Here are some inspiring sayings I found about not quitting:
“Winners never quit and quitters never win.--Vince Lombardi”
“If you believe in yourself and have dedication and pride - and never quit, you'll be a winner. The price of victory is high but so are the rewards.--Paul Bryant”
“Defeat doesn't finish a man, quit does. A man is not finished when he's defeated. He's finished when he quits.--Richard M. Nixon”
There are some other quotes on the subject that take a bit of a different spin on the subject.
“If at first you don't succeed, try, try again. Then quit. There's no point in being a fool about it.--W. C. Fields”
“I told the doctor I broke my leg in two places. He told me to quit going to those places.--Henny Youngman”
“Insanity: doing the same thing over and over again and expecting different results.--Albert Einstein”
I’ve wondered time and again if refusing to quit and having the courage to walk away are opposites. My conclusion? It’s not that simple. Let me give you an example.
I studied hard to get my degree in communications. I wanted to be a TV director. While going to BYU, I had access to the control room of the TV station. Between classes while we were off the air, I would sit down at the video switcher and practice, and practice, and practice some more.
I worked my way up in the field to where I became the Operations Manager at a 24 hour news station in the New York City market. This may sound boastful, but I became a really good director, mainly due to all of the hard work I put in.
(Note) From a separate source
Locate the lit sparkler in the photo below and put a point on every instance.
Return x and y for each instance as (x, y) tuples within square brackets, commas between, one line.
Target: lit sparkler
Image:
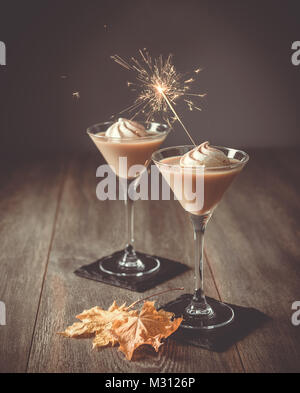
[(158, 86)]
And then, I walked away from it.
Why? I realized that the working environment was changing me. I became more cynical, more jaded, and more frustrated. I didn’t like who I was becoming, so I quit and walked away. (Other reasons included not being able to keep commitments to my family or church because breaking news always came first and also because TV news continued to become more sensational.)
So, according to the quotes at the beginning, I quit, therefore I’m not a winner. Or am I?
I decided to do something else. I wrote books. I went back to school to get my Master’s degree. I took a job as a substitute teacher. I might end up teaching at the college level or maybe even high school one day. There are all sorts of possibilities.
Now, with five novels out, and the sixth on the way, I wonder if I’m making the right choice. After all, writing is a lot of hard work. It takes time, and there is no guarantee that all my hard work will pay off.
To be fair, I’ve done pretty well. My books have gotten overall positive reviews and I’ve sold more copies than I ever imagined—but I could always sell more.
Like most writers, I have those moments of “Is what I’m writing any good? Does anyone want to read this?” And that’s when I choose not to quit.
Choosing not to quit writing and quitting TV are different to me. One of these activities is helping me become the person I want to be, while the other was tearing me down.
And that’s the difference then, isn’t it. Quitting isn’t bad if you are quitting something bad.